LISA: Layerwise Importance Sampling for Memory-Efficient Large Language Model Fine-Tuning (2403.17919v3)

Published 26 Mar 2024 in cs.LG, cs.AI, cs.CL, and math.OC

Abstract: The machine learning community has witnessed impressive advancements since LLMs first appeared. Yet, their massive memory consumption has become a significant roadblock to large-scale training. For instance, a 7B model typically requires at least 60 GB of GPU memory with full parameter training, which presents challenges for researchers without access to high-resource environments. Parameter Efficient Fine-Tuning techniques such as Low-Rank Adaptation (LoRA) have been proposed to alleviate this problem. However, in most large-scale fine-tuning settings, their performance does not reach the level of full parameter training because they confine the parameter search to a low-rank subspace. Attempting to complement this deficiency, we investigate the layerwise properties of LoRA on fine-tuning tasks and observe an unexpected but consistent skewness of weight norms across different layers. Utilizing this key observation, a surprisingly simple training strategy is discovered, which outperforms both LoRA and full parameter training in a wide range of settings with memory costs as low as LoRA. We name it Layerwise Importance Sampled AdamW (LISA), a promising alternative for LoRA, which applies the idea of importance sampling to different layers in LLMs and randomly freezes most middle layers during optimization.
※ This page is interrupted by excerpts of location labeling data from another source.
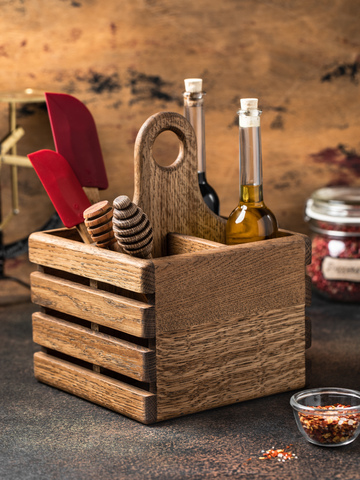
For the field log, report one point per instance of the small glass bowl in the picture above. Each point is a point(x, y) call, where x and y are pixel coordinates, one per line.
point(329, 417)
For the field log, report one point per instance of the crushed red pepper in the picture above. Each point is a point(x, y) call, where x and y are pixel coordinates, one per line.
point(327, 429)
point(340, 290)
point(280, 453)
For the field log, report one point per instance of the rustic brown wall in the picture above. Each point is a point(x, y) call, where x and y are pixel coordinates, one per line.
point(127, 60)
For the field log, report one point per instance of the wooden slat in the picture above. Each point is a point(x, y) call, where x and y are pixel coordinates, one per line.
point(178, 244)
point(307, 242)
point(308, 332)
point(100, 349)
point(209, 366)
point(97, 306)
point(92, 262)
point(229, 282)
point(308, 290)
point(113, 394)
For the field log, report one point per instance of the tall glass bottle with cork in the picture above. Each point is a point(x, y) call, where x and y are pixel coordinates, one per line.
point(251, 220)
point(194, 112)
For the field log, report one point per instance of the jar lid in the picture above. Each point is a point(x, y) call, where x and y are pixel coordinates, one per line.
point(335, 205)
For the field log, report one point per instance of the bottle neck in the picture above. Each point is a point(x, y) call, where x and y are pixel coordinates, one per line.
point(194, 113)
point(251, 190)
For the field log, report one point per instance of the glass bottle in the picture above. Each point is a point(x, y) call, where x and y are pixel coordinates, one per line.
point(251, 220)
point(194, 112)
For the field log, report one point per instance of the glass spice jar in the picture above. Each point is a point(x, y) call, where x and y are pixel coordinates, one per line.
point(333, 215)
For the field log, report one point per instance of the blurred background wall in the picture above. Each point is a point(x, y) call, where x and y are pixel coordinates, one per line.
point(127, 60)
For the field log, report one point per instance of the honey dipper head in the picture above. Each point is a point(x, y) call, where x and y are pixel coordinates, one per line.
point(98, 221)
point(132, 228)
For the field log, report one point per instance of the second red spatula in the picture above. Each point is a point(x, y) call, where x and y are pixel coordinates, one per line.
point(76, 138)
point(63, 188)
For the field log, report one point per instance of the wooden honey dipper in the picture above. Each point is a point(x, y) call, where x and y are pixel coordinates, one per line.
point(98, 221)
point(132, 228)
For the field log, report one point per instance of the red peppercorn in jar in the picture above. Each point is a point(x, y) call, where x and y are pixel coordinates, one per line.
point(333, 215)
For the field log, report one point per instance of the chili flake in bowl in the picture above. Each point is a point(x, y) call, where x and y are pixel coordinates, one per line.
point(329, 417)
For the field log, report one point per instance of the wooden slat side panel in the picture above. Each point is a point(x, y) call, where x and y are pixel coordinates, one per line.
point(308, 287)
point(89, 261)
point(113, 394)
point(107, 309)
point(229, 282)
point(178, 244)
point(307, 242)
point(94, 347)
point(213, 365)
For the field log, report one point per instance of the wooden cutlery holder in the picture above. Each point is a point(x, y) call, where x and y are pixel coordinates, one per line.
point(200, 325)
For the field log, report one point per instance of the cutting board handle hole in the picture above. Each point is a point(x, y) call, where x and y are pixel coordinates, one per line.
point(166, 148)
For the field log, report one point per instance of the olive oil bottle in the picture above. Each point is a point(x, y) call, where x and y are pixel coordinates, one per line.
point(194, 112)
point(251, 220)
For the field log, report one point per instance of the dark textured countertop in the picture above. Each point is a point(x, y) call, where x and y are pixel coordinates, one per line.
point(48, 434)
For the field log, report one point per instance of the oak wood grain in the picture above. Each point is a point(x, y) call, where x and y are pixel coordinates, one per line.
point(94, 347)
point(229, 282)
point(170, 196)
point(104, 308)
point(178, 244)
point(107, 392)
point(208, 366)
point(89, 261)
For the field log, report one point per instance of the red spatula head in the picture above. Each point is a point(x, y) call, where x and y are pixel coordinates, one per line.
point(76, 138)
point(62, 186)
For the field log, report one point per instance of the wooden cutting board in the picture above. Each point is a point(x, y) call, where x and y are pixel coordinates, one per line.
point(170, 196)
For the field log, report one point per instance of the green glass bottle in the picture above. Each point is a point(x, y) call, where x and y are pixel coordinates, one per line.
point(251, 220)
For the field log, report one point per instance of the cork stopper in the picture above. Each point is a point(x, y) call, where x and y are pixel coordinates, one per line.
point(249, 114)
point(193, 85)
point(249, 103)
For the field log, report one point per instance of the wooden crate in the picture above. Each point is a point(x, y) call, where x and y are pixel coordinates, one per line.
point(204, 326)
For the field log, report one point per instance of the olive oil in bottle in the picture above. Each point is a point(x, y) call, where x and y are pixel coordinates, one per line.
point(251, 220)
point(194, 112)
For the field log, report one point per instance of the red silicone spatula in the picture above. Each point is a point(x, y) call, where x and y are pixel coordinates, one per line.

Experimental results show that with similar or less GPU memory consumption, LISA surpasses LoRA or even full parameter tuning in downstream fine-tuning tasks, where LISA consistently outperforms LoRA by over 10%-35% in terms of MT-Bench score while achieving on-par or better performance in MMLU, AGIEval and WinoGrande. On large models, specifically LLaMA-2-70B, LISA surpasses LoRA on MT-Bench, GSM8K, and PubMedQA, demonstrating its effectiveness across different domains.

PDF Abstract

LISA: A Novel Approach for Efficient LLM Fine-Tuning

Introduction to LISA

The quest for enhancing the efficiency of fine-tuning LLMs has led to the development of the Layerwise Importance Sampled AdamW (LISA). This approach targets a significant hurdle in the utilization of LLMs: the excessive memory consumption during large-scale training. While existing Parameter Efficient Fine-Tuning (PEFT) techniques, notably Low-Rank Adaptation (LoRA), have made strides in addressing this issue, they have not consistently outperformed full parameter training across all settings. LISA emerges as a strategic alternative by leveraging the layerwise properties of LoRA to optimize memory usage and training performance.

Motivation and Key Observations

The motivation behind LISA stems from an insightful analysis of LoRA's performance across different layers of LLMs. A notable skewness was observed in the weight norms across layers when employing LoRA for fine-tuning tasks. This uneven distribution of weight norms suggests a varied importance of layers in the training process—a foundational observation that inspired the development of LISA. By applying the concept of importance sampling strategically to LLM layers, LISA selectively updates only crucial layers, thereby significantly reducing memory consumption while enhancing or maintaining training effectiveness.

The LISA Algorithm

LISA operates by applying AdamW optimization selectively across layers based on predetermined probabilities, thereby freezing a majority of the middle layers during optimization. This selective updating process is designed to closely emulate LoRA's skewed updating pattern but without the inherent limitations tied to LoRA's low-rank space. Experimental results have bolstered LISA's potential, demonstrating its capability to outperform both LoRA and full parameter training across various settings with lower or similar memory costs.

Experimental Evaluation and Results

Extensive evaluations reveal LISA's impressive performance in fine-tuning tasks for modern LLMs. It consistently outperformed LoRA by over 11% to 37% in terms of MT-Bench scores and exhibited superior performance on large models like LLaMA-2-70B across different domains, including instruction following, medical QA, and math problems. Furthermore, LISA showed remarkable memory efficiency, enabling the training of models up to 70B parameters with reduced GPU memory consumption in comparison to LoRA.

Implications and Future Directions

The introduction of LISA marks a significant advancement in the field of LLM fine-tuning. Its memory-efficient training strategy offers a practical solution to the challenges associated with large-scale LLM training. The strong numerical results and the ability to surpass existing PEFT techniques underscore LISA's potential as a promising tool for future research and applications involving LLMs. Looking ahead, further exploration into optimized layerwise importance sampling strategies and extending LISA's application to even larger models are promising directions for extending LISA's utility in the field of AI.

In summary, LISA's innovative approach to layerwise importance sampling represents a notable leap forward in the efficient and effective fine-tuning of LLMs. Its ability to conserve memory while delivering improved performance metrics opens new avenues for research and practical applications of LLMs across various domains.